Portsmouth slaves honored, reburied
PORTSMOUTH - Wooden caskets were carried down a path to a vault in the sacred ground that had long been forgotten.
One by one, the pine caskets were carefully placed into the vault to the thumping sound of drum beats.
"Tears of joy, that's exactly what it is for me," said Vernis Jackson, chairwoman of Portsmouth's African Burying Ground Committee who has waited 12 years for the human remains exhumed in 2003 to be reburied.
A much-anticipated reburial ceremony was held Saturday morning to properly return the remains to the earth before hundreds of people - black and white.
The ceremony featured traditional African burial customs and marked the opening of the new $1.2 million Portsmouth African Burying Ground Memorial Park.
Jackson hopes the memorial will become a mecca for people around the country.
"I want people to come and share in this experience of being here and seeing what can happen," she said.
The 6,500-square-foot memorial park was created on what was once a part of Chestnut Street between Court and State streets.
Planning for the park began after the African Burying Ground was rediscovered in 2003 when the city was working on an infrastructure project and pieces of wooden coffins with the remains of 13 people were found buried there.
With assistance from the state archeologist, remains were exhumed for further examination with plans for them to one day be returned.
DNA testing revealed that the remains belonged to people of African descent. As many as 200 people are believed to be buried in the graveyard that dates to the 1700s and was once known as the "Negro Burying Ground."
According to project officials, it is the only African Burial Ground from that era in New England but over time was forgotten as the city grew and the ground was paved over.

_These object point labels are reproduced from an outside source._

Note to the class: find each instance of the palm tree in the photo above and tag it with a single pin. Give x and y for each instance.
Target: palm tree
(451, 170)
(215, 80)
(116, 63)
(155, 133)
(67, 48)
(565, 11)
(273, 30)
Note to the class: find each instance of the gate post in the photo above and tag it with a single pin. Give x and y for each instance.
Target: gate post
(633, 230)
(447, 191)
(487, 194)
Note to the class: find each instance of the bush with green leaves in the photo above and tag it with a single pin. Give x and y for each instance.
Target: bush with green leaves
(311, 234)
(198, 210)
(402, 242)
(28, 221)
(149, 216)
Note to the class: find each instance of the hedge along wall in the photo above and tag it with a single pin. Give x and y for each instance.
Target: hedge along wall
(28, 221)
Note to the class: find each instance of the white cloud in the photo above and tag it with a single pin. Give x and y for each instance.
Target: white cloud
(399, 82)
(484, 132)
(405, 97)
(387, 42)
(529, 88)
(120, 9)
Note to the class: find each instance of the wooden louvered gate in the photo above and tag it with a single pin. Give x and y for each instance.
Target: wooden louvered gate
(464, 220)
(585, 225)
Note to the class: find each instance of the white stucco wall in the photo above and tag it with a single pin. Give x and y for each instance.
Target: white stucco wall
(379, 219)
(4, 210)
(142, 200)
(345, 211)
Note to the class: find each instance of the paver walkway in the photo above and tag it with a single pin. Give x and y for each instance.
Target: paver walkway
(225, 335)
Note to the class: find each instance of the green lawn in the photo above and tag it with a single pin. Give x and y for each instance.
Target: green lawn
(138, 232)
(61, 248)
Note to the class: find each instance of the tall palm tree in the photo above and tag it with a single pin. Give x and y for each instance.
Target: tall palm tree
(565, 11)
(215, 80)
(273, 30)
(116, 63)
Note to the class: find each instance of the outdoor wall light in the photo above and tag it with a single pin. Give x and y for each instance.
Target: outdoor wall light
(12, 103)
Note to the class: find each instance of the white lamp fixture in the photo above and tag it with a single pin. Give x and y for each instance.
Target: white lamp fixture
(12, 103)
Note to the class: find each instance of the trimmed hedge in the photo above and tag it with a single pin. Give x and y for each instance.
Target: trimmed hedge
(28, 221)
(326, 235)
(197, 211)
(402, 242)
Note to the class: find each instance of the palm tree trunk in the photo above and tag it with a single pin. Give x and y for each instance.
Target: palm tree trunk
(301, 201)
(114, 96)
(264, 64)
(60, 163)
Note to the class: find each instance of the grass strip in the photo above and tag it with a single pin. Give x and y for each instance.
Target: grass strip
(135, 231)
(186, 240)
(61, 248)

Researchers weren't able to determine the exact number of those who were slaves and those who were free at the time of their burial.
Census records show there were 70 slaves in New Hampshire by 1708 and the number grew to 656 by 1775. Most of those slaves lived along the coast.
The Portsmouth City Council established the African Burying Ground Committee in 2004 and charged its members with finding a way to properly honor those who were buried under Chestnut Street.
Since then, the committee worked to develop a plan and raise money for the project.
Sculptor and artist Jerome Meadows of Georgia was commissioned to design the park and fabricate several figures that were unveiled during Saturday's ceremony.
A male figure on a monument at the entrance to the park depicts the first African who was brought to Portsmouth in 1645. On the opposite side of the monument is Mother Africa, who represents strength and determination.
The hands of the two figures reach around the monument toward each other.
Meadows said the most challenging artistic component was designing the face of the male figure at the entrance.
"I already have a pretty good understanding of what slavery must have been like, but I was now confronted with someone who I'm seeing as an individual person and what must he have been going through," he said.
Meadows wanted the figure to have a sense of strength and hope, but he also had to knowledge the anger he likely felt at the time.
Beverly Morgan-Welch, chief executive of the Museum of African History in Boston and Nantucket, told the story of how slaves arrived in New England and said it's important for people to know the history of those who were buried under the street.
"You don't simply rip someone from their loved ones arms and make them disappear from history," she said.
Morgan-Welch added, "As we celebrate this country's liberty and freedom and justice in documents that are beautiful to understand and live out, we have to understand that that freedom has not been afforded to everyone. We must understand this history or we continue to be confounded by how we live together," she said.